Ouvi Frau Frida dizer que seria preciso chamar um médico, a polícia. Dizia-o mecanicamente e com uma certa lentidão pastosa, como se num instante tivesse perdido o uso da língua. O único telefone da pensão estava no rés do chão. (Só se podiam receber telefonemas até às oito da noite, avisara-nos Frau Frida quando alugámos o quarto.) Imaginei as formalidades e os interrogatórios policiais, a curiosidade dos médicos-legistas pelas picadelas e cortes do corpo, a declaração de Frau Frida. Reuni a bagagem que podia levar comigo.

– Onde vai? – perguntou a dona da pensão, com mais surpresa que indignação. – Não pode ir-se embora.

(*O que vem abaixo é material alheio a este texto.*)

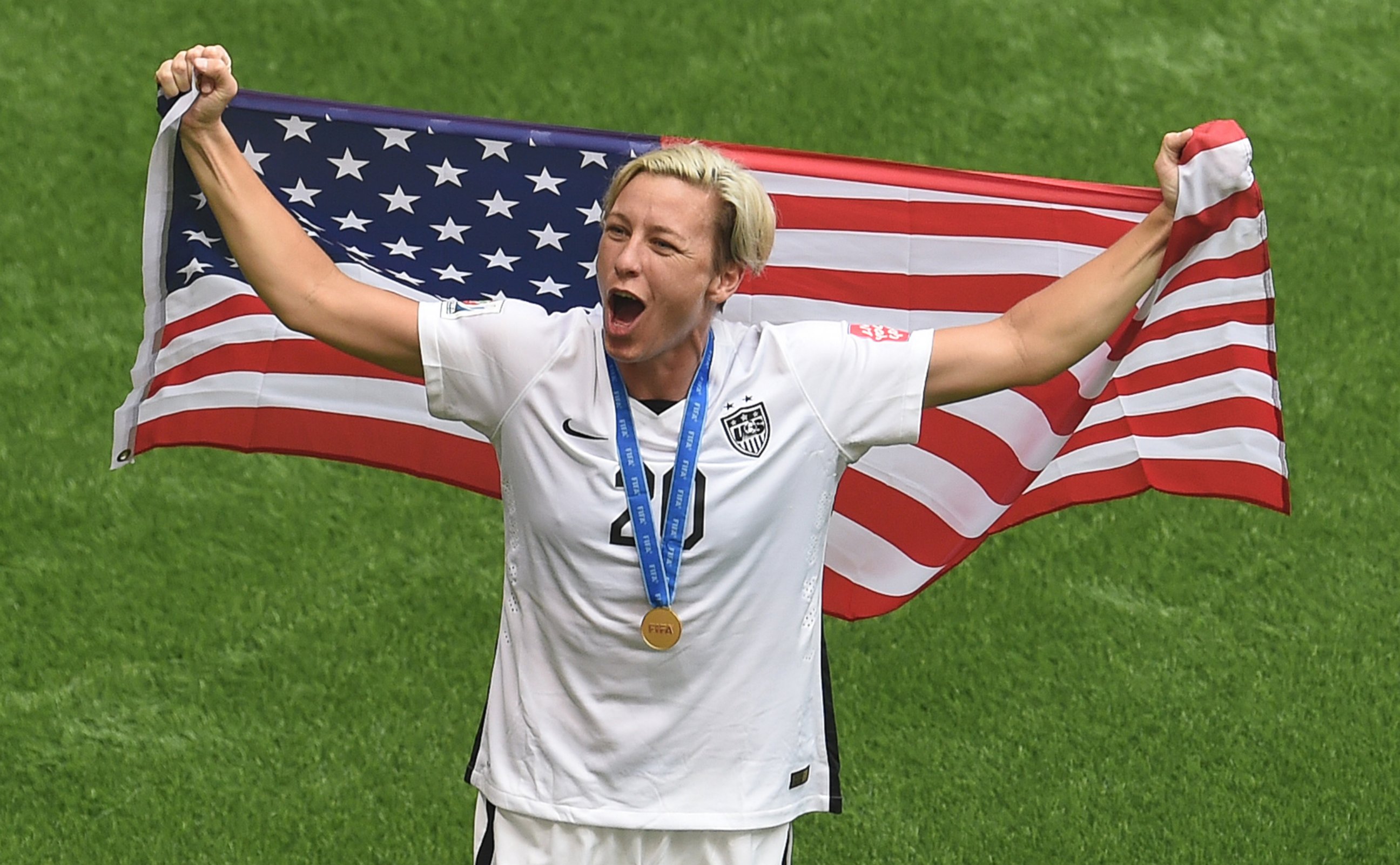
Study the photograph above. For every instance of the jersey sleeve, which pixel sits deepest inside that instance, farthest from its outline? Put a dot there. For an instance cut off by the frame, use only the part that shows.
(479, 356)
(866, 382)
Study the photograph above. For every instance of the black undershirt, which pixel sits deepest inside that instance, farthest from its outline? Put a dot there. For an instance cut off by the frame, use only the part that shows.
(658, 405)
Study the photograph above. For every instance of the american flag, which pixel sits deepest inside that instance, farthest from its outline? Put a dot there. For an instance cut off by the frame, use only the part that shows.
(1182, 400)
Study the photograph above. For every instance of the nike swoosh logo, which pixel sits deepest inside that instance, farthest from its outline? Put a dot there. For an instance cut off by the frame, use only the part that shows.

Deixei as notas em cima da mesa. Frau Frida guardou-as no bolso e seguiu-me escadas abaixo mas, quando abri a porta da rua, não se atreveu a sair. Estava demasiado aflita para enfrentar as pessoas que se tinham juntado no exterior e que pareciam esperar uma resposta. Por momentos receei que me denunciasse à multidão. Enquanto abria caminho, o coro dizia em voz baixa: «Matou-se por amor, caiu por acidente, morreu de tristeza pela morte de Eva Perón.» Teria gostado de esclarecer que nós vivíamos uma história paralela, que as notícias dos jornais não nos tocavam. Poucos metros andados, encontrei o sapato de Celina, que tinha querido fugir. Diante da morte, até o inanimado parece ter vida.

Fui a pé até à livraria. Calisser abriu-me a porta, estendeu-me a mão como se eu tivesse acabado de sair, como se voltasse de algum recado que me ocupara a manhã. Fez um gesto vago em direção ao fundo: o meu quarto esperava por mim. Deixei-me cair na cama e dormi longas horas. Tinha voltado para casa e tudo me era perdoado. Ao acordar encontrei, sobre a mesa da cozinha, uma garrafa de elixir.

3 Pastafrola: tarte típica da Argentina e Uruguai. (N. da T.)